3. Nel gioco delle coincidenze, ha fatto la sua parte pure un altro fenomeno, conosciuto come Dipolo dell’Oceano Indiano (Niño indiano). Si tratta di un’oscillazione termica della superficie del mare che, alternativamente, porta aria più calda sulle coste australiane e aria più fredda su quelle africane. Da almeno 60-80 anni non veniva registrata una differenza così ampia tra le temperature.
E come se non bastasse, si è aggiunta una fase negativa dell’oscillazione antartica.
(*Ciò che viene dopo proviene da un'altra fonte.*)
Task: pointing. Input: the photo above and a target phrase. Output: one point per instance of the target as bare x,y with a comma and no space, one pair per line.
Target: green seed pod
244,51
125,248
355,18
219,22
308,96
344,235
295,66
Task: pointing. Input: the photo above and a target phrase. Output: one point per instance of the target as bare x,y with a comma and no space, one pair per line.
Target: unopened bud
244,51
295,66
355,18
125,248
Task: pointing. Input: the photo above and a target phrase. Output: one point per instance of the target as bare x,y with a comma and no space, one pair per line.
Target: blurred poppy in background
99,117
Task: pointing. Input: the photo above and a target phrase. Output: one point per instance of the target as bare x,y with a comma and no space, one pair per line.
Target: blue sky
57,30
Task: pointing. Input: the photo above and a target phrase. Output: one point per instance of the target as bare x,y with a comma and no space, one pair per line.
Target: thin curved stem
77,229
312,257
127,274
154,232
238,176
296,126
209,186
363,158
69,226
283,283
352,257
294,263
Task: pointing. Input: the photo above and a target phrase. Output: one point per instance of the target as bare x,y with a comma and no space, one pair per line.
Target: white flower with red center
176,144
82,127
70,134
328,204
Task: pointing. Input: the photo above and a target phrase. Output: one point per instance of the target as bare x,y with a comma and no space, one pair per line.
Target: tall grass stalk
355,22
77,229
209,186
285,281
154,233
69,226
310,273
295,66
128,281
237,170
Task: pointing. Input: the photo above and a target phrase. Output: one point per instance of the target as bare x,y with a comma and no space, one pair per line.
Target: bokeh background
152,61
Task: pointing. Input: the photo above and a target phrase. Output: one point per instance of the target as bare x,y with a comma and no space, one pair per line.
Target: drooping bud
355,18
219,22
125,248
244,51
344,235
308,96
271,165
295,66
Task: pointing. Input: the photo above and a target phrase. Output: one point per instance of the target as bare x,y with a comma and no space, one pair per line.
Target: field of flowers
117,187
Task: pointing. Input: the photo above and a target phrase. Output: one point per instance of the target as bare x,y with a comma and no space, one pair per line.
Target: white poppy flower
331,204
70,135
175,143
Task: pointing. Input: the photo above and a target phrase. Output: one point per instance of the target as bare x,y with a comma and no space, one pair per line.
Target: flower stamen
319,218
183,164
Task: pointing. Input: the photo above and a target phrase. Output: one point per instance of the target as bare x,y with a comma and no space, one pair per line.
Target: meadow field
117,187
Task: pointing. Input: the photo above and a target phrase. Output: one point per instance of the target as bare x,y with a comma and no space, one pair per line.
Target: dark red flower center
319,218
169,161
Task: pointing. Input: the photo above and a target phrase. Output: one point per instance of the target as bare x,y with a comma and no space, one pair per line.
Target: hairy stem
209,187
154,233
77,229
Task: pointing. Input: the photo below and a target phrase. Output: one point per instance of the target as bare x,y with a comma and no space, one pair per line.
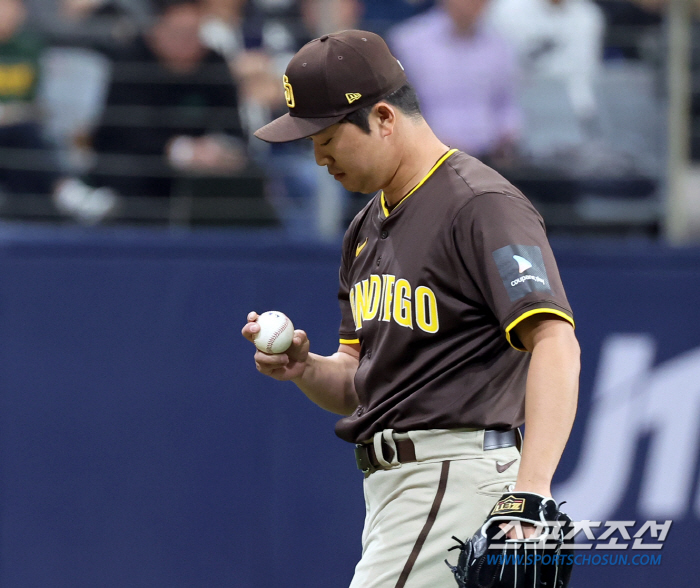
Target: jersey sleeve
347,333
503,248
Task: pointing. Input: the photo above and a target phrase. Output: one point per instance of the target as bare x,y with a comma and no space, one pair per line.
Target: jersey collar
430,173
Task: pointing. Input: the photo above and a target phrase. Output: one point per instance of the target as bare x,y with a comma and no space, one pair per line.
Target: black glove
490,560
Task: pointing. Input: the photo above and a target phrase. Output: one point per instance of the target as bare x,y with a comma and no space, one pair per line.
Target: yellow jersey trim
430,173
361,247
529,313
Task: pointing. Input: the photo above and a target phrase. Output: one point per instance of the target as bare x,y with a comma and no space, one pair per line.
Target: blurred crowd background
142,112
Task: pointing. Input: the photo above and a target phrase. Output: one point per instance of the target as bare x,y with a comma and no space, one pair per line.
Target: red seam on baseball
276,334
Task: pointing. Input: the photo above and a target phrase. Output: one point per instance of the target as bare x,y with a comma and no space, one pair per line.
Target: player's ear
385,117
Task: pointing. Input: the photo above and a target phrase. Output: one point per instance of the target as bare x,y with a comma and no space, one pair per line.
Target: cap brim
290,128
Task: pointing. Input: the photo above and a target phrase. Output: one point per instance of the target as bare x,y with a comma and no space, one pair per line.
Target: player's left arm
550,398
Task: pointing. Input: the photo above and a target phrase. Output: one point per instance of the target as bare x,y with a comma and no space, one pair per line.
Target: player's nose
322,158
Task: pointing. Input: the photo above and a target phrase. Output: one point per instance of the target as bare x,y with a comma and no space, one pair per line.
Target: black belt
367,461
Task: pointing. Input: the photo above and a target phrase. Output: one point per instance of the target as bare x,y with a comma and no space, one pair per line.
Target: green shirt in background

Una fascia di venti a bassa pressione attorno all’Antartide che si sposta da nord a sud in base a diversi fattori. Il fenomeno avrebbe contribuito a portare aria calda sull’Australia, in particolare su un nuovo Galles e nel sud del Queensland, proprio dove ci sono i roghi più devastanti. In entrambi i casi vale il discorso fatto in precedenza: ci troviamo dinanzi a fenomeni climatici eccezionali, provocati (anche) dalle eccessive emissioni di CO2 nell’aria.
Quest’ultima considerazione ci porta a ribadire che il disastro australiano non è semplicemente un mix letale di causalità, disattenzioni ed eventi naturali. Le 24 vittime umane, le immagini dei koala terrorizzati e della vegetazione incenerite sono lì a dirci che gli stravolgimenti ambientali porteranno morte e distruzioni provocate. È finito il tempo di volatrsi dall’altra tempo o fischiettare facendo finta di nulla. È tempo di salvare il pianeta e noi stessi.